Eliminating grant deadlines is a feminist issue

“You’re such a productive academic mama! I didn’t do anything the first 4 months after my kid was born.”

Reading this recently in my inbox was unsettling. It was in reference to the fact that I was writing and replying to emails, with an infant at home.  What the sender didn’t, doesn’t, understand is that I don’t feel like I have much of a choice.  As an early career academic trying to figure out The Next Steps (AKA someone hire / fund me please!), there are a round of grant + fellowship deadlines this fall that won’t come up again for at least another year. And by then I won’t be eligible for at least one of them. In other words, external forces just don’t care what else I have going on. Their deadlines are not negotiable.

To some extent, I get it. I really do. I’ve ended up backing out of or turning down several things this fall that understandably are time-sensitive and involve large groups of other people- conferences, workshops. Deadlines and set time-frames help organize these groups and keep everyone on task. And these opportunities are important, but I just couldn’t make them work this fall.* One workshop required that I teach a module to peers on a pre-determined schedule, which I couldn’t commit to [with an infant nursing on demand who isn’t taking a bottle]. One conference was willing to let me present remotely/electronically, but said I had to commit to being available to answer questions live [again, I didn’t think that was a realistic option personally].

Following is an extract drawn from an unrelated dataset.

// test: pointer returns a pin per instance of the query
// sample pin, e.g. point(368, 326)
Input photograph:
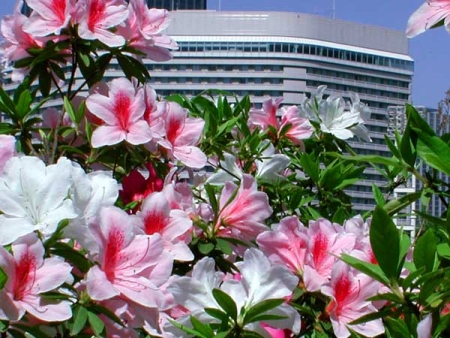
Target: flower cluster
point(123, 214)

But I truly do not believe that this kind of inflexibility needs to be true for all academic opportunities. I feel especially strong about this when it comes to grant deadlines. 

There is already an ongoing movement to eliminate some grant deadlines in exchange for rolling deadlines. The latest NSF program to eliminate deadlines is in plant genomics, but NSF started their tinkering with this initiative years ago in the geosciences.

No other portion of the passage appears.